Bookworm

Utility to download a specified set of resources from a specified webpage.

Motivation

This utility was largely born out of a desire to quickly download a set of files, whose links/URLs are available in an existing webpage, encapsulated in <a> tags. Two typical use-cases for this utility are:

download all the research papers (.pdfs) in a lit-reivew posted on single web-page;
download all lectures (.pdfs or .ppts) posted on a class website.

Why the name "bookworm"?

Because the original intent of this project was to basically dig through and fetch reading material like lecture notes or research papers from a given webpage. And so bookworm made a certain amount of sense. However, I realize (and admit) that the "worm" metaphor does not make sense with the ideas of "fetching" or "downloading" the reading material.

Why Java?

Because, I am an avid Java programmer and Eclipse was already open when i decided to whip this up. I would probably want to redo this in a scripting language, but this works for me -- at the moment.

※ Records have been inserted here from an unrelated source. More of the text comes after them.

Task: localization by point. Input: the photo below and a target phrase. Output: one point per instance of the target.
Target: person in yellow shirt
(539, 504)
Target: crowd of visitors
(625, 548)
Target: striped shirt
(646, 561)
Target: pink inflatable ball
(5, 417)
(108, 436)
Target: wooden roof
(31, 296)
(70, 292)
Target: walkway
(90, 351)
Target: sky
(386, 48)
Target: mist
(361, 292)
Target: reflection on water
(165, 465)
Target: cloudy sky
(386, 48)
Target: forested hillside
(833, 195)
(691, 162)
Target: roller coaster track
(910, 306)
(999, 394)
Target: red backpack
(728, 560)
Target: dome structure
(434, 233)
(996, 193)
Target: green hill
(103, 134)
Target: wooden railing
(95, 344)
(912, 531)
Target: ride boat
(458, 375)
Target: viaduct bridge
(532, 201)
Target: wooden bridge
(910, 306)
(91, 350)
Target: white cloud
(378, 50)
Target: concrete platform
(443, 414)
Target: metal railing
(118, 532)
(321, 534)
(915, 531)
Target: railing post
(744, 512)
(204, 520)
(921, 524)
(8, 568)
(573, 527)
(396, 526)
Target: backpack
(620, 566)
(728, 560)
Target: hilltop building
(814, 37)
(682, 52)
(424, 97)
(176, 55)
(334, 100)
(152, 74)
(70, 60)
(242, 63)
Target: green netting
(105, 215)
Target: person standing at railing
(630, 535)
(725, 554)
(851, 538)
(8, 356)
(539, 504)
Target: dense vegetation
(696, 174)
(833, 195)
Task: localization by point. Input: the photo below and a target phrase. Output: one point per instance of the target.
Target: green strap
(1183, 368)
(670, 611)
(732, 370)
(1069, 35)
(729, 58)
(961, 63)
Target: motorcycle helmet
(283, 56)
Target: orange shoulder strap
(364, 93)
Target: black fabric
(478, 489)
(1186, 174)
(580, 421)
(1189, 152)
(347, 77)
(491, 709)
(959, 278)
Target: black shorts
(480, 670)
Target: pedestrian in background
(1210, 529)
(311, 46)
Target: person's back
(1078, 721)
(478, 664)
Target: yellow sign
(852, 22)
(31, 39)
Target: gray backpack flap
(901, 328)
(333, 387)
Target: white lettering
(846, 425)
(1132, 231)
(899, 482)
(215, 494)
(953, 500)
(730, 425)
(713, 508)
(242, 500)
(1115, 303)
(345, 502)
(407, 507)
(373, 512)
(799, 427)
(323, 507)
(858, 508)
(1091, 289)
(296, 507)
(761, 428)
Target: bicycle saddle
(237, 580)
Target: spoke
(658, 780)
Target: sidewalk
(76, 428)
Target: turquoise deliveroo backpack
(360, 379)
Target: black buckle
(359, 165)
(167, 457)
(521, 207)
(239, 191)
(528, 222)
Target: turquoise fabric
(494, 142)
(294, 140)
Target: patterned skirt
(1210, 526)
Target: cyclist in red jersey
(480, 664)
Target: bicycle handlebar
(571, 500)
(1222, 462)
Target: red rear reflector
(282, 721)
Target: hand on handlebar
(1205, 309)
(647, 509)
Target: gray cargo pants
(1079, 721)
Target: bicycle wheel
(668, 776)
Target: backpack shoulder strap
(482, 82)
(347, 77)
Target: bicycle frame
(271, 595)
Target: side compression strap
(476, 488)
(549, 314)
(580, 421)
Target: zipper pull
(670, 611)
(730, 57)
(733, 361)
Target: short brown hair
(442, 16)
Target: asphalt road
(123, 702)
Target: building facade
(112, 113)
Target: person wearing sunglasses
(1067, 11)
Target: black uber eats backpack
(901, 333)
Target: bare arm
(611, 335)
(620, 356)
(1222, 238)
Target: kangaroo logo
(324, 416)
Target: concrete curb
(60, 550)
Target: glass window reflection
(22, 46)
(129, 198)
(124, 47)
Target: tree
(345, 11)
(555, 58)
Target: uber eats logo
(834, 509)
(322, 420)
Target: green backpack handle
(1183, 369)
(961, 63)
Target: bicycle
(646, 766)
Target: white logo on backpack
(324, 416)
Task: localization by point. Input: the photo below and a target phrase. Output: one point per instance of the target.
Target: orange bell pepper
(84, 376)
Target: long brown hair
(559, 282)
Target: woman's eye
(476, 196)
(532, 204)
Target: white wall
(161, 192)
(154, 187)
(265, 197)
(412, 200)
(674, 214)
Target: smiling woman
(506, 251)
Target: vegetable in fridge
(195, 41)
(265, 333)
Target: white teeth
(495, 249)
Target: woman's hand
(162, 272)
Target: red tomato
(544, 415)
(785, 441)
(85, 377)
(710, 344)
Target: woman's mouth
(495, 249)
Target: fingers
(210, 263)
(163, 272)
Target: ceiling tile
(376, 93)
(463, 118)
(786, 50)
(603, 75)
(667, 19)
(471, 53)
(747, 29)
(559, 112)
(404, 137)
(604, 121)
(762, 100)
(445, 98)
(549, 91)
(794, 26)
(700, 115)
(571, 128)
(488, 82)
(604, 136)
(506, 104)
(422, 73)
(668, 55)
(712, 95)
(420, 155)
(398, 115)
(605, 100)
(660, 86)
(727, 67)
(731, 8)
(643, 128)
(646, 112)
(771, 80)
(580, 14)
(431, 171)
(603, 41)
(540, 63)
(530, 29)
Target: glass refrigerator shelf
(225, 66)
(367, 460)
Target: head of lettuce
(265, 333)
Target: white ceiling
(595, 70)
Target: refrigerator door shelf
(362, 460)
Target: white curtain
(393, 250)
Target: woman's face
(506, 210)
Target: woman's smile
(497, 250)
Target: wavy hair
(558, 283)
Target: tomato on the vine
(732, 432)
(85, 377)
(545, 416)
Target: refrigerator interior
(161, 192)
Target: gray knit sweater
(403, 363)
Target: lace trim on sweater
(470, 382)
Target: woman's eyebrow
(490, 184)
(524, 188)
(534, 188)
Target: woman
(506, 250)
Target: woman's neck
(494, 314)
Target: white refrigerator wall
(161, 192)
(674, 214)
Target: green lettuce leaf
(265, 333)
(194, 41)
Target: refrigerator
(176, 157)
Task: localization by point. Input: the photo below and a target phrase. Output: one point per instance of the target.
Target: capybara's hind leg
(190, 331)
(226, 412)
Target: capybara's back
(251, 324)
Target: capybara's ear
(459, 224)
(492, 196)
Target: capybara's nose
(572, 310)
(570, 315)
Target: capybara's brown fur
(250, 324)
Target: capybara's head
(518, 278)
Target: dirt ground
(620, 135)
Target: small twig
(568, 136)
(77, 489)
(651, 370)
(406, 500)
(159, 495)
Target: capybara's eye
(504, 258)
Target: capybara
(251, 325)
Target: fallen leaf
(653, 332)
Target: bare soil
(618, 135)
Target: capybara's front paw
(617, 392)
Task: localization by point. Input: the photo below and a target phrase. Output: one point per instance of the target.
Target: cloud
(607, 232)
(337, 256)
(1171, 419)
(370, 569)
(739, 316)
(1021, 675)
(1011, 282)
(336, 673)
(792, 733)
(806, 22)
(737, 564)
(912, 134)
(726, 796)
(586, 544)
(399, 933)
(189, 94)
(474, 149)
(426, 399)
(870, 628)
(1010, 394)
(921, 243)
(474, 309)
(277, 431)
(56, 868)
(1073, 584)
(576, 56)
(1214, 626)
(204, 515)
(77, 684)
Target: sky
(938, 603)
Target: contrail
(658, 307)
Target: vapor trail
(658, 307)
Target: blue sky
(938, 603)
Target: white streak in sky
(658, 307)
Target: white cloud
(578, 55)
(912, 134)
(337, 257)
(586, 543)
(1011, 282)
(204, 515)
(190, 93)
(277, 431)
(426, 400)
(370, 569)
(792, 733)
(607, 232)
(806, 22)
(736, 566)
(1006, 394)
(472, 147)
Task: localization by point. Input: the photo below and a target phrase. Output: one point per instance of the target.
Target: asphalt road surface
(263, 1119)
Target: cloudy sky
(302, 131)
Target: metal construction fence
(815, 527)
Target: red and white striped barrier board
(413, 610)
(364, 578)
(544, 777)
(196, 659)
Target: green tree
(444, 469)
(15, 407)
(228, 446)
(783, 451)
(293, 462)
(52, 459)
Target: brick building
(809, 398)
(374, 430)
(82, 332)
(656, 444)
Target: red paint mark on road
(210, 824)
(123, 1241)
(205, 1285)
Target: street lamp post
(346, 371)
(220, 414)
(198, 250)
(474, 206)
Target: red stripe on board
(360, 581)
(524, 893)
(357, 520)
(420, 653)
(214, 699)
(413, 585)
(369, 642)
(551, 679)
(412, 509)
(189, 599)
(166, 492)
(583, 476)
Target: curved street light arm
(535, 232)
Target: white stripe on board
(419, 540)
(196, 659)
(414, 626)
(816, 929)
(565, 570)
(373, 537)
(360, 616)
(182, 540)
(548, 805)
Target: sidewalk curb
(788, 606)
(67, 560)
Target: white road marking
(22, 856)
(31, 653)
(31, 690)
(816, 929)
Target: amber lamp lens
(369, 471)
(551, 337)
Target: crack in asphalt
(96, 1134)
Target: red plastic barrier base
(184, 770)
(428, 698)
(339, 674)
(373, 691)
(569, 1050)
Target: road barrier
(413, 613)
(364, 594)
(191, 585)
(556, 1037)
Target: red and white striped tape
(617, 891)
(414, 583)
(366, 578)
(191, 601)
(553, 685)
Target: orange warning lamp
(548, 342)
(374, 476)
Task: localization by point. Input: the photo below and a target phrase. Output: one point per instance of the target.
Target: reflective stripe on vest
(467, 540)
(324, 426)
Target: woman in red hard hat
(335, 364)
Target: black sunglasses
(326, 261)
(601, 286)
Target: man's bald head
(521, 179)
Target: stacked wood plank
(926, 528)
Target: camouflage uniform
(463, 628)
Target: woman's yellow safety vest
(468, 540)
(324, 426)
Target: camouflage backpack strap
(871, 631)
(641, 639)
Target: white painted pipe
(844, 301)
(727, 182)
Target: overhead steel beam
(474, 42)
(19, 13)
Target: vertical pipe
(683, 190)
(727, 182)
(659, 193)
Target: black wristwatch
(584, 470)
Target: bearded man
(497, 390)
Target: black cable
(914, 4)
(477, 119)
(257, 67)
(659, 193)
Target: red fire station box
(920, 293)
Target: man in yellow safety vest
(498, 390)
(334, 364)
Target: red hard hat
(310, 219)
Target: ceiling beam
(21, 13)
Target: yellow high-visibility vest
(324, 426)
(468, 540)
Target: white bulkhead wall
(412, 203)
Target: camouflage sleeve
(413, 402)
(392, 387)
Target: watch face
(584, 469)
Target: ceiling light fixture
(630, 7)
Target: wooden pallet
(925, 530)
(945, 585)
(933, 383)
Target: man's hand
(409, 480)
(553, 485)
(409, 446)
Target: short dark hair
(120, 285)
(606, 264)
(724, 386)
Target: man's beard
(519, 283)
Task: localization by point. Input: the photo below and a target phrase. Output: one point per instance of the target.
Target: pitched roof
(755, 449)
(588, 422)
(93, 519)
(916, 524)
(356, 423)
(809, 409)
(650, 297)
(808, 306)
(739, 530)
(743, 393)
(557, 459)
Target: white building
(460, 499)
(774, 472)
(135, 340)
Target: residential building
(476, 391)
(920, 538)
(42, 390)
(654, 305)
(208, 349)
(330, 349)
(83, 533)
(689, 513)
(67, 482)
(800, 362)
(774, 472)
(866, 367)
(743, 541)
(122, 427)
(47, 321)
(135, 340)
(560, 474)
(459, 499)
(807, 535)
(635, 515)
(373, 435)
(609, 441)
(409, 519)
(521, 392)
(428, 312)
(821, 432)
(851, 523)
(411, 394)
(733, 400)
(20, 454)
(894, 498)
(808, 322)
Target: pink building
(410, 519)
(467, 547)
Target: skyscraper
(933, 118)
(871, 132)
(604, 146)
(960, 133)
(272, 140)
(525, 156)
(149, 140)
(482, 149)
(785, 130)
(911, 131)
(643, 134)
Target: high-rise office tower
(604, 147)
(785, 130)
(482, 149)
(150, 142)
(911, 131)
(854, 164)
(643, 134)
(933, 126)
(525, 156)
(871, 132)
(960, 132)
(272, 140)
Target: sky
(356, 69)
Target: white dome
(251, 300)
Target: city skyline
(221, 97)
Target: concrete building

Download, Build and Usage Instructions

Download: git clone https://github.com/VijayKrishna/bookworm.git && cd bookworm

Building: Download and use Maven to build this project with the following command: mvn compile

Usage:

mvn exec:java -Pbookworm -Dworm.page=<webpage to be parsed for HREFs>\
-Dworm.downloads=<path to downloads directory>\
-Dworm.extn=<wildcard of the downloadable file-extensions>

Contributions/Contact

Open an issue for getting in touch with me about bugs, design ideas or feature requests. And I am also open to pull requests that are preceeded by an open issue in this project (one that you likely opened).

I am also available via email at vpalepu [at] uci [dot] edu.

License

The code in this project is licensed under the MIT License. Check the file named "LICENSE" for more details.